Kur'anî bir değer: Emanet

İnsan, yaratılış olarak diğer canlılardan farklı özelliklere sahiptir. Bu onu yaratılmış olan varlıklar arasında seçilmiş bir konuma yükseltir. Bu sorumluluk “Şüphesiz biz emaneti göklere, yere ve dağlara teklif ettik de onlar onu yüklenmek istemediler, ondan çekindiler. Onu insan yüklendi. Çünkü o çok zalimdir, çok cahildir.” (Ahzâb, 33/72) şeklinde ifade edilir.
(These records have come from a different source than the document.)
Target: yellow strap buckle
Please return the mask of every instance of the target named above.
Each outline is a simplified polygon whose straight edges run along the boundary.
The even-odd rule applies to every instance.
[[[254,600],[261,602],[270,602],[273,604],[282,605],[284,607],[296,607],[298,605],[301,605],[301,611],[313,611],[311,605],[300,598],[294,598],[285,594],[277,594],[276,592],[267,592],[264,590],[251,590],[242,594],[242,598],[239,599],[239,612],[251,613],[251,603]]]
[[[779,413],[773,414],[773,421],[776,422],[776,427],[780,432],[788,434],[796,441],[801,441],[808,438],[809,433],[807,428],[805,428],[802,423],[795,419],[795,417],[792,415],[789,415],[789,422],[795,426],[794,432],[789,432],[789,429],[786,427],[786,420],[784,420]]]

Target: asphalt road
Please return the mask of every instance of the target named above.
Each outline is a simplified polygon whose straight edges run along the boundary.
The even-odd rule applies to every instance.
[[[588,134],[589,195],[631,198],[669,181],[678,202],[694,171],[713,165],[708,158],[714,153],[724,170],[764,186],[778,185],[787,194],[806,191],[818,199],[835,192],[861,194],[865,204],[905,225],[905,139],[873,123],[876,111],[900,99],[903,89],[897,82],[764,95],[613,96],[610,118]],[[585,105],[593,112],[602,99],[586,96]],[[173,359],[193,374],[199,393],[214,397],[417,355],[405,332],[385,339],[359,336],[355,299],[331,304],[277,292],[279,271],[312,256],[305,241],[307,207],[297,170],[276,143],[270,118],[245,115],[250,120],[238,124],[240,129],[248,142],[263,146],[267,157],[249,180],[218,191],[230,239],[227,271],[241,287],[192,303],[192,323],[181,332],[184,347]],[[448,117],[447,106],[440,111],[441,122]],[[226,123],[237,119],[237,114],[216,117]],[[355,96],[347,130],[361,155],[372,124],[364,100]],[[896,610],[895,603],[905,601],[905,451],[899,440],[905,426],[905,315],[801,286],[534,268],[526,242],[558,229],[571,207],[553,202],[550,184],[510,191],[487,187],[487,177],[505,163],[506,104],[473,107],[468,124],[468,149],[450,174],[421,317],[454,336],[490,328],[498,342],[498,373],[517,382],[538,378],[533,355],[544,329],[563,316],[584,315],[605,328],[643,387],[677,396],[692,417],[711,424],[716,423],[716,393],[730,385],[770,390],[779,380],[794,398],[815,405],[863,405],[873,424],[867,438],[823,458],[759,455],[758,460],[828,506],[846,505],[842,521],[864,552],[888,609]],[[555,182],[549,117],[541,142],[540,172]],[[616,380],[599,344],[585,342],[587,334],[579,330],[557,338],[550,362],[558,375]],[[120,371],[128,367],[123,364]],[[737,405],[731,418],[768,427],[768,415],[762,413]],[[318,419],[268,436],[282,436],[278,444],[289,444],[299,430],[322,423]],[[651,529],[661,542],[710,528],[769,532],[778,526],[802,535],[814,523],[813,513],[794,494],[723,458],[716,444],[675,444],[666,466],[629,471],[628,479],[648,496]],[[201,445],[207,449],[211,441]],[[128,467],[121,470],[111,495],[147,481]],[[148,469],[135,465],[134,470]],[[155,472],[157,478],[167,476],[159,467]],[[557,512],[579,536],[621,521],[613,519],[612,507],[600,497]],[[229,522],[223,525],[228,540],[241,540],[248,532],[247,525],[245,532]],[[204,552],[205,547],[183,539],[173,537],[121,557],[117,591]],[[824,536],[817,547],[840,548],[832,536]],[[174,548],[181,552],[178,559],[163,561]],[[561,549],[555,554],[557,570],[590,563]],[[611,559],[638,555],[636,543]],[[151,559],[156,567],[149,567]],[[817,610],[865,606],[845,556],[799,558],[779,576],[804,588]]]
Emanet deyince genelde aklımıza, koruması için birine geçici olarak bıraktığımız şey gelir. Bu hukuk ağırlıklı bir tanımdır. Emanetin bir de ahlaki boyutu var ve bunu “güvenilir olmak” temelinde ele almak mümkün. Bu yönü ile “Emanet” kavramı hayatın tüm alanlarını kapsar.

Emanet bilinci, doğru ve dürüst olmanın göstergelerinden biridir. Emanete riayet, güveni boşa çıkarmamak, verilen vazifeyi hakkıyla yerine getirmek, sağlığı, aileyi, malı veya sözü korumak demektir aynı zamanda.

Toplumu ayakta tutan temel dinamiklerden biri olan emanet duygusu, insanlar için güzel örnek olan peygamberlerin de en önemli vasıflarındandır.